Department of Geriatric Medicine, Laurentius Hospital, 6040 AX, Roermond, PO box 920, The Netherlands.
Department of Hospital Pharmacy, Erasmus Medical Centre, Rotterdam, The Netherlands.
BMC Geriatr. 2024 Mar 14;24(1):256. doi: 10.1186/s12877-024-04823-7.
Drug-related problems (DRPs) and potentially inappropriate prescribing (PIP) are associated with adverse patient and health care outcomes. In the setting of hospitalized older patients, Clinical Decision Support Systems (CDSSs) could reduce PIP and therefore improve clinical outcomes. However, prior research showed a low proportion of adherence to CDSS recommendations by clinicians with possible explanatory factors such as little clinical relevance and alert fatigue.
To investigate the use of a CDSS in a real-life setting of hospitalized older patients. We aim to (I) report the natural course and interventions based on the top 20 rule alerts (the 20 most frequently generated alerts per clinical rule) of generated red CDSS alerts (those requiring action) over time from day 1 to 7 of hospitalization; and (II) to explore whether an optimal timing can be defined (in terms of day per rule).
All hospitalized patients aged ≥ 60 years, admitted to Zuyderland Medical Centre (the Netherlands) were included. The evaluation of the CDSS was investigated using a database used for standard care. Our CDSS was run daily and was evaluated on day 1 to 7 of hospitalization. We collected demographic and clinical data, and moreover the total number of CDSS alerts; the total number of top 20 rule alerts; those that resulted in an action by the pharmacist and the course of outcome of the alerts on days 1 to 7 of hospitalization.

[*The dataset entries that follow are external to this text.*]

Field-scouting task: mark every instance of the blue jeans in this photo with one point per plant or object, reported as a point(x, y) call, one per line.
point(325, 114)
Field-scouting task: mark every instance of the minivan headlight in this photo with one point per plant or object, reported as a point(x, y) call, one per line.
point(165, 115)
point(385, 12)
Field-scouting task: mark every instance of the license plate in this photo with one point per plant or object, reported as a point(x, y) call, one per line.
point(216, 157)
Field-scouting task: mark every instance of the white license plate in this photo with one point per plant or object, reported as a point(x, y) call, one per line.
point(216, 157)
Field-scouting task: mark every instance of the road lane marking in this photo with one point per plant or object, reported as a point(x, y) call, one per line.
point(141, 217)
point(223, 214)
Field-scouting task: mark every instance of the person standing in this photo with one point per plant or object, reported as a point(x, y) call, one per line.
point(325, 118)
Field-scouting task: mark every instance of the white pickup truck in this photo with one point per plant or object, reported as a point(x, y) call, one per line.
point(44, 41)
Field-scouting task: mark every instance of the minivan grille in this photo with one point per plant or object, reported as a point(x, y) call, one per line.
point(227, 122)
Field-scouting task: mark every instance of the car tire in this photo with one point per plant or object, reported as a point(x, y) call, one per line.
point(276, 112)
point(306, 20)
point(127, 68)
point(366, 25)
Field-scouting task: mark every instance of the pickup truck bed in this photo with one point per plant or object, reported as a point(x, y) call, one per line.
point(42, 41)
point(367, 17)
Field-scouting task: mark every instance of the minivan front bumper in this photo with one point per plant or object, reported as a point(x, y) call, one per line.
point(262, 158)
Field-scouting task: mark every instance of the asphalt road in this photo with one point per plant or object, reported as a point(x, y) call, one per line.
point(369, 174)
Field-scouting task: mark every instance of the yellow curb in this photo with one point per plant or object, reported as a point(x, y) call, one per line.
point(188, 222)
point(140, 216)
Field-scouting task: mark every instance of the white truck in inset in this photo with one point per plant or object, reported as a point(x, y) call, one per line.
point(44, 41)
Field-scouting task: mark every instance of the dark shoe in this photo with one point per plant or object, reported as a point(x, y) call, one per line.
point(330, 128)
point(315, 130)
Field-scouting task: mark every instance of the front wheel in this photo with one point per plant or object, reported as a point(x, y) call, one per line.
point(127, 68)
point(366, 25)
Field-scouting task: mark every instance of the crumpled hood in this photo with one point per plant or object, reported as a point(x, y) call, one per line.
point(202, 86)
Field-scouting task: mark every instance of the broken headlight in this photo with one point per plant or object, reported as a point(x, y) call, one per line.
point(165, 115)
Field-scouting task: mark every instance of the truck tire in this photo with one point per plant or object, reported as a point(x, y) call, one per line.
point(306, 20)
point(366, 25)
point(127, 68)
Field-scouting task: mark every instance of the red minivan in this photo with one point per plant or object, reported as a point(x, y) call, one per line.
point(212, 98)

In total 3574 unique hospitalized patients, mean age 76.7 (SD 8.3) years and 53% female, were included. From these patients, in total 8073 alerts were generated; with the top 20 of rule alerts we covered roughly 90% of the total. For most rules in the top 20 the highest percentage of resolved alerts lies somewhere between day 4 and 5 of hospitalization, after which there is equalization or a decrease. Although for some rules, there is a gradual increase in resolved alerts until day 7. The level of resolved rule alerts varied between the different clinical rules; varying from > 50-70% (potassium levels, anticoagulation, renal function) to less than 25%.

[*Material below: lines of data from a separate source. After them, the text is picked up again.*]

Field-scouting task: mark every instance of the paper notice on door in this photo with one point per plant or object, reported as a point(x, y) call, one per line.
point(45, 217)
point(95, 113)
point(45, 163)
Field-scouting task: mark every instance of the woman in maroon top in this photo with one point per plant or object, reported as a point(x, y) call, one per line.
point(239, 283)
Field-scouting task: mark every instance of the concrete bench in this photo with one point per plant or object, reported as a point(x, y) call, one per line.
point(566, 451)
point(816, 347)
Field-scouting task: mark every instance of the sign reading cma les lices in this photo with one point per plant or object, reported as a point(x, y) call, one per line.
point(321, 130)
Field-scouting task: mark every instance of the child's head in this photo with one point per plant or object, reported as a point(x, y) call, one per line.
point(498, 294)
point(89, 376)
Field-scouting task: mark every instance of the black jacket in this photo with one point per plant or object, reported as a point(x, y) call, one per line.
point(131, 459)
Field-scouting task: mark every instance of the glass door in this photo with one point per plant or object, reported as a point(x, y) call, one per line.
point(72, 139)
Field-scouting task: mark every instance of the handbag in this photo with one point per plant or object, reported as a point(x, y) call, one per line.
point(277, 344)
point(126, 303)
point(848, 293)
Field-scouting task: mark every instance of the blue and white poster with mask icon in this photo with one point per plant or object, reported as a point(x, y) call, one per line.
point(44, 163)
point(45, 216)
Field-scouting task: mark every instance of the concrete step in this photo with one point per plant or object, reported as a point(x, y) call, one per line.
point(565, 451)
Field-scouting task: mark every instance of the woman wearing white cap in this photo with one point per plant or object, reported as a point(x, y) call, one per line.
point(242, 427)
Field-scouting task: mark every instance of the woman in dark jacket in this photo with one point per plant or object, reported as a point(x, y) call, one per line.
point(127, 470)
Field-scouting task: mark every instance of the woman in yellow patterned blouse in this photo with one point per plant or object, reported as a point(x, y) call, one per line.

This study reports the course of the 20 most frequently generated alerts of a CDSS in a setting of hospitalized older patients. We have shown that for most rules, irrespective of an intervention by the pharmacist, the highest percentage of resolved rules is between day 4 and 5 of hospitalization. The difference in level of resolved alerts between the different rules, could point to more or less clinical relevance and advocates further research to explore ways of optimizing CDSSs by adjustment in timing and number of alerts to prevent alert fatigue.
药物相关问题(DRPs)和潜在不适当的处方(PIP)与患者和医疗保健结果不良有关。在住院老年患者中,临床决策支持系统(CDSS)可以减少 PIP,从而改善临床结果。然而,先前的研究表明,临床医生对 CDSS 建议的依从性较低,可能的解释因素包括临床相关性较小和警报疲劳。

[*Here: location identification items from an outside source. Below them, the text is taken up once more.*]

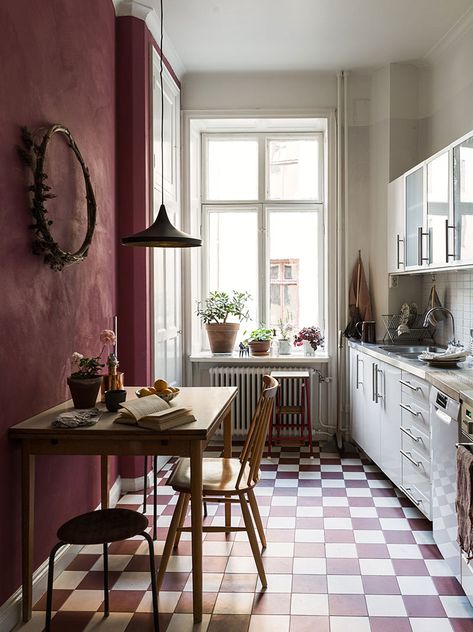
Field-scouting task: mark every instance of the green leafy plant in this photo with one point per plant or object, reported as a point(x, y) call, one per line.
point(260, 335)
point(218, 306)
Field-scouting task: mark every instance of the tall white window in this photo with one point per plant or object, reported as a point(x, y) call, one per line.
point(263, 223)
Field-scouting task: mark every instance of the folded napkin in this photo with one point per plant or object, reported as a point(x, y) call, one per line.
point(78, 418)
point(464, 500)
point(448, 356)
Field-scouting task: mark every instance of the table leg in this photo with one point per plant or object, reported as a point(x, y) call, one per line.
point(227, 453)
point(196, 523)
point(104, 481)
point(27, 510)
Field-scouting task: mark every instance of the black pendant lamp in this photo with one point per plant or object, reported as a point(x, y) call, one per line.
point(161, 234)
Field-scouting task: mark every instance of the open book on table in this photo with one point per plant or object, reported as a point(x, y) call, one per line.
point(153, 413)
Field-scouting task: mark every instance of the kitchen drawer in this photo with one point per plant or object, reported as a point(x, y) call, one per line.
point(417, 474)
point(413, 438)
point(415, 412)
point(420, 501)
point(415, 387)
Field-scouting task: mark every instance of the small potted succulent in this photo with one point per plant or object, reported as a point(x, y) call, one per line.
point(310, 338)
point(285, 329)
point(85, 379)
point(215, 311)
point(259, 341)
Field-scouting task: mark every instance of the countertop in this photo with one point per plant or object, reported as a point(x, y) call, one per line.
point(456, 383)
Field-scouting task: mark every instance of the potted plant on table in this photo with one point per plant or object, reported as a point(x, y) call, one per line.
point(214, 313)
point(85, 379)
point(310, 338)
point(259, 341)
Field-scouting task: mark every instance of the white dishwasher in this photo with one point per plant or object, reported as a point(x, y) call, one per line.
point(444, 412)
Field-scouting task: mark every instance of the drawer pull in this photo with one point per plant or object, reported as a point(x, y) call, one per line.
point(409, 385)
point(408, 456)
point(416, 413)
point(408, 432)
point(407, 491)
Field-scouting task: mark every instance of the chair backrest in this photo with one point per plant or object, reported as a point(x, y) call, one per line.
point(254, 444)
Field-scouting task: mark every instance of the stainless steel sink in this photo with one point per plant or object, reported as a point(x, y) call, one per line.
point(411, 351)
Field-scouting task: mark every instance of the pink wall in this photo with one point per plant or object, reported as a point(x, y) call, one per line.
point(57, 65)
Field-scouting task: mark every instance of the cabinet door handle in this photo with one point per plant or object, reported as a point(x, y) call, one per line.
point(408, 456)
point(416, 413)
point(399, 263)
point(447, 247)
point(358, 371)
point(409, 385)
point(408, 432)
point(407, 491)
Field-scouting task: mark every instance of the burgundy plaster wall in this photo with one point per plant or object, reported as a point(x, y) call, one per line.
point(57, 64)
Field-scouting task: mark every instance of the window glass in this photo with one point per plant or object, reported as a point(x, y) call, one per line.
point(233, 255)
point(294, 247)
point(232, 169)
point(293, 169)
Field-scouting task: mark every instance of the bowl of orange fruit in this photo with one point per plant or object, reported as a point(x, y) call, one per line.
point(160, 388)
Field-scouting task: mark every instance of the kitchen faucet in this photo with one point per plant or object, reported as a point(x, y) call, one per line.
point(427, 321)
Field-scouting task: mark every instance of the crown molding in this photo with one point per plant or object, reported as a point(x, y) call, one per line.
point(462, 26)
point(147, 13)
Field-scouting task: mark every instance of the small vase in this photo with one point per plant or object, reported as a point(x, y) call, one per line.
point(84, 391)
point(284, 347)
point(308, 350)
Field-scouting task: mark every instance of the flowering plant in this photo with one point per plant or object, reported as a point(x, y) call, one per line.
point(83, 367)
point(312, 334)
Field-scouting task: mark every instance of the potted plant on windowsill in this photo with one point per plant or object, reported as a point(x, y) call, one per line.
point(214, 313)
point(259, 341)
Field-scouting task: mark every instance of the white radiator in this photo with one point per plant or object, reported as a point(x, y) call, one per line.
point(249, 380)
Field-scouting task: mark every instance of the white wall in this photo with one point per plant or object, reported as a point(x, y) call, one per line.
point(265, 90)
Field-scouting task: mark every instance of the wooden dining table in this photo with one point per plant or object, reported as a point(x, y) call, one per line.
point(211, 407)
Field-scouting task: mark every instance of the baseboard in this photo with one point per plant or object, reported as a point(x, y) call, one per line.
point(11, 610)
point(136, 484)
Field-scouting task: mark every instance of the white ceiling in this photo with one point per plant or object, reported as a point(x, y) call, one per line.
point(282, 35)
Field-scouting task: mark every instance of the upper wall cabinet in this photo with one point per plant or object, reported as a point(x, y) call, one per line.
point(463, 199)
point(430, 212)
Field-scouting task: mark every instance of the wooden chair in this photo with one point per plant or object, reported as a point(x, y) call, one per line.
point(102, 527)
point(227, 480)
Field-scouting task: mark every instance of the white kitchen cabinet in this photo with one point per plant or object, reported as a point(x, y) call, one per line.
point(396, 225)
point(389, 386)
point(376, 417)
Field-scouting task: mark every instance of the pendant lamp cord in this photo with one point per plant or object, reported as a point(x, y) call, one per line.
point(162, 105)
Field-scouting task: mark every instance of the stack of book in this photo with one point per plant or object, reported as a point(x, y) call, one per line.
point(153, 413)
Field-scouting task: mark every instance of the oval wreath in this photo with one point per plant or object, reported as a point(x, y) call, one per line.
point(33, 155)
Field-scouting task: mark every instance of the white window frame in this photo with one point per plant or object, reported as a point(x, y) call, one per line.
point(264, 206)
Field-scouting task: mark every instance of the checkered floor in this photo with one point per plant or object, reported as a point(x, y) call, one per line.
point(346, 552)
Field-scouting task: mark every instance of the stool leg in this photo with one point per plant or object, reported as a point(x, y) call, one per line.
point(155, 497)
point(106, 603)
point(49, 599)
point(152, 569)
point(145, 483)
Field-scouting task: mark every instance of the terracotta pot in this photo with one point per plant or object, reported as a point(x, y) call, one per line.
point(222, 336)
point(259, 347)
point(84, 391)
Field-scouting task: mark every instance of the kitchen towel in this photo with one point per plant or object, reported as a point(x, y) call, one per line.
point(359, 300)
point(464, 501)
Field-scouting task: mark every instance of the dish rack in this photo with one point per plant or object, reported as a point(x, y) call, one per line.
point(417, 332)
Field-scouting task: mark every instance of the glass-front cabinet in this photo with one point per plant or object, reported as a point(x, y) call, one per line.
point(415, 247)
point(430, 212)
point(463, 199)
point(438, 210)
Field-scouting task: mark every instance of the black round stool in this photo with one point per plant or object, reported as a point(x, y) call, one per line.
point(101, 527)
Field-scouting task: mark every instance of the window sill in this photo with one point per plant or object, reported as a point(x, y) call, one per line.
point(293, 359)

在住院老年患者的真实环境中研究 CDSS 的使用。我们的目标是(I)报告基于生成的红色 CDSS 警报(需要采取行动的警报)的前 20 条规则警报(每个临床规则中最常生成的 20 条警报)在住院的第 1 天到第 7 天的自然过程和干预措施;(II)探索是否可以定义最佳时间(按规则天数)。
纳入所有年龄≥60 岁、入住 Zuyderland 医疗中心(荷兰)的住院患者。使用用于标准护理的数据库评估 CDSS。我们的 CDSS 每天运行,并在住院的第 1 天至第 7 天进行评估。我们收集了人口统计学和临床数据,以及 CDSS 警报的总数;前 20 条规则警报的总数;那些导致药剂师采取行动的警报,以及住院第 1 天至第 7 天警报的结果。
共纳入 3574 名独特的住院患者,平均年龄 76.7(SD 8.3)岁,53%为女性。从这些患者中,共生成了 8073 个警报;前 20 名规则警报涵盖了大约 90%的总警报。对于前 20 名中的大多数规则,解决警报的最高百分比位于住院的第 4 天到第 5 天之间,之后则趋于均衡或减少。尽管对于某些规则,解决警报的百分比直到第 7 天逐渐增加。解决规则警报的水平因不同的临床规则而异;从 >50-70%(钾水平、抗凝、肾功能)到低于 25%不等。
本研究报告了在住院老年患者环境中 CDSS 中最常生成的 20 个警报的过程。我们表明,对于大多数规则,无论药剂师是否进行干预,解决规则的最高百分比在住院的第 4 天到第 5 天之间。不同规则之间解决警报的水平差异可能表明临床相关性或多或少,并提倡进一步研究通过调整警报的时间和数量来优化 CDSS,以防止警报疲劳。